Security researchers identify an active C2 infrastructure linked to a known remote access trojan, raising fresh monitoring alerts for defenders.
Malicious Infrastructure Identified
Threat intelligence monitoring has identified a new command-and-control (C2) endpoint associated with Xtreme RAT, a well-known remote access trojan frequently used in targeted cyber espionage and cybercrime operations.

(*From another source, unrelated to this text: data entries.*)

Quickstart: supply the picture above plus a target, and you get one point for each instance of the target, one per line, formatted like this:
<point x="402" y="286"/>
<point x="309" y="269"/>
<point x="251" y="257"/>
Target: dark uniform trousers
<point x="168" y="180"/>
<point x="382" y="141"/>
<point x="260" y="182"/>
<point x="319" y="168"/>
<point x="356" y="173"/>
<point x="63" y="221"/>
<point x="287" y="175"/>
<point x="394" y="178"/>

Researchers flagged the malicious indicator:
- IOC: 150.139.132.8:10001
- Threat Type: Botnet Command-and-Control
- Confidence Level: High (100%)
- First Observed: February 5, 2026
The indicator was reported through collaborative threat intelligence monitoring and verified using infrastructure scanning telemetry. Analysts have not yet confirmed that the host is compromised, but detection confidence remains extremely high.
Why Xtreme RAT Remains Dangerous
Xtreme RAT, also known as ExtRat, provides attackers with full remote control over infected systems. Once attackers gain access, they can steal credentials, capture keystrokes, deploy additional malware, and exfiltrate sensitive data.
Threat actors often use this RAT to build botnets and maintain long-term persistence inside victim environments. Additionally, attackers frequently disguise the malware inside phishing attachments, malicious downloads, or trojanized software packages.
The newly detected IP and port combination suggests active command infrastructure that may coordinate infected endpoints or support data exfiltration operations.
Infrastructure and Threat Intelligence Signals
Security telemetry linked the infrastructure to Autonomous System AS136195, which has appeared in previous malware infrastructure mapping. Analysts also observed reconnaissance and indexing activity through external scanning platforms, strengthening attribution confidence.
C2 infrastructure often shifts quickly. Therefore, early IOC distribution plays a critical role in preventing lateral movement and stopping outbound malicious communication.
Defensive Actions Organizations Should Consider
Security teams should immediately review network telemetry for connections to the flagged endpoint. Monitoring outbound traffic patterns often reveals early-stage compromise.
Organizations should also:
- Update firewall and EDR block lists
- Inspect endpoint logs for suspicious RAT behaviors
- Strengthen phishing detection and email filtering
- Review privileged access activity for anomalies
Early detection significantly reduces the risk of credential theft and data exfiltration. Meanwhile, continued monitoring will help identify whether attackers expand this infrastructure into a broader botnet campaign.